I also only ever used the web app, so copy+pasting as installing the app is for all intentness and purposes is installing a key logger.
Grammar works on rules, not sure why that needs an LLM, Grammarly certainly worked better for me when it was more dumb, using rules.
InsideOutSanta 15 hours ago [-]
Grammarly sometimes gets stuck in a loop, where it suggests changing from A to B. It then immediately suggests changing from B to A again, continuing to suggest the opposite change every time I accept the suggestion.
It's not a problem; I make the determination which option I like better, but it is funny.
harvey9 10 hours ago [-]
'imo' and 'in my book' are redundant in the same sentence. Are there rules-based techniques to catch things like that? Btw I loved the use of 'larding' outside the context of food.
boplicity 23 hours ago [-]
General purpose LLMs seem to get very confused about punctuation, in my experience. It's one of their big areas of obvious failing. I'm surprised Grammarly would allow this to happen.
jethro_tell 18 hours ago [-]
The internet, especially post phone keyboards, is extremely inconsistent about punctuation. I’m not sure how anyone could think an llm wouldn’t be.
Alex-Programs 13 hours ago [-]
DeepL Write was pretty good in the post-LLM, pre-ChatGPT era.
Dr4kn 12 hours ago [-]
DeepL is different in my opinion. They always focused on machine learning for languages.
They must have acquired fantastic data for their Models. Especially because of the business language and professional translations which they focus on.
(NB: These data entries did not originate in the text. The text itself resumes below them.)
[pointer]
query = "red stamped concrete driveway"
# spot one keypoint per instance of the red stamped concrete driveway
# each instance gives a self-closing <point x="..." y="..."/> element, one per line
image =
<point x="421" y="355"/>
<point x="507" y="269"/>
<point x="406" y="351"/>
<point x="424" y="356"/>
They keep your intended message in tact and just refine it. Like a book post editing. Grammarly and other tools force you to sound like they think is best.
DeepL shows, in my opinion, how much more useful a model trained for specific uses is.
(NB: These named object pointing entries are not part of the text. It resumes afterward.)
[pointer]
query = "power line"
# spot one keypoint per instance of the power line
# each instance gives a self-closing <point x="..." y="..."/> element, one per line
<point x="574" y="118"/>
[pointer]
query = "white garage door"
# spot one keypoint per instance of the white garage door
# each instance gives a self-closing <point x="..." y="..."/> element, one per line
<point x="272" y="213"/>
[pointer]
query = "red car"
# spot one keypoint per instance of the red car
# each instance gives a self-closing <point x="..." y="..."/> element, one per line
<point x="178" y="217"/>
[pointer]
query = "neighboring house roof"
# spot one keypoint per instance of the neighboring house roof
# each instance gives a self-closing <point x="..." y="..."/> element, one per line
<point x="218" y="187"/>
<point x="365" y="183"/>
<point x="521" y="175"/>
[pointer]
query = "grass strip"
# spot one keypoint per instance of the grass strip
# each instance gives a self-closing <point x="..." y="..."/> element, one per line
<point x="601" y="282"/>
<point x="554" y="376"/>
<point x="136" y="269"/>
monkeywork 5 hours ago [-]
Any suggestions for models ppl can run locally that are close to deepl
raincole 1 days ago [-]
So is there a similar tool but based on an LLM?
Not that I think LLM is always better, but it would be interesting to compare these two approaches.
Given LISP was supposed to build "The AI" ... pretty sad than a dumb LLM is taking its place now
7thaccount 23 hours ago [-]
Grammarly came out before the LLMs. I'm not sure what approach it took, but they're likely feeling a squeeze as LLMs can tell you how to rewrite a sentence to remove passive voice and all that. I doubt the LLMs are as consistent (some comments below show some big issues), but they're free (for now).
chneu 23 hours ago [-]
Thank you. In general my grammarly and gboard predictions have become so, so bad over the last year.
raverbashing 18 hours ago [-]
> It will tell me to remove a comma one hour, and then tell me to add it back the next.
So just like English teachers I see
demarq 1 days ago [-]
"Me and Jennifer went to have seen the ducks cousin."
No errors detected. So this needs a lot of rule contributions to get to Grammarly level.
alpb 1 days ago [-]
Similarly 0 grammatical errors flagged: "My name John. What your name? What day today?"
Tsarp 20 hours ago [-]
I was initially impressed. But then I tested a bunch, it wasn't catching some really basic things. Mostly hit or miss.
marginalia_nu 11 hours ago [-]
Goes the other way around too. For
> In large, this is _how_ anything crawler-adjacent tends to be
It suggests
> In large, this is how _to_ anything crawler-adjacent tends to be
wellthisisgreat 1 days ago [-]
What the duck is that test
canyp 1 days ago [-]
Nominative vs objective
thfuran 19 hours ago [-]
There's a little more going on than that.
rdlw 5 hours ago [-]
In addition to case, it's testing tense (went to have seen) and plural vs. posessive (ducks cousin)
canyp 8 hours ago [-]
Yeah, I stopped parsing after "Me and Jennifer".
healsdata 23 hours ago [-]
Given this is an Automattic product, I'm hesitant to use it. If it gets remotely successful, Matt will ruin it in the name of profit.
josephcsible 23 hours ago [-]
It's FOSS, so even if the worst happens, anyone could just fork the last good version and continue development there.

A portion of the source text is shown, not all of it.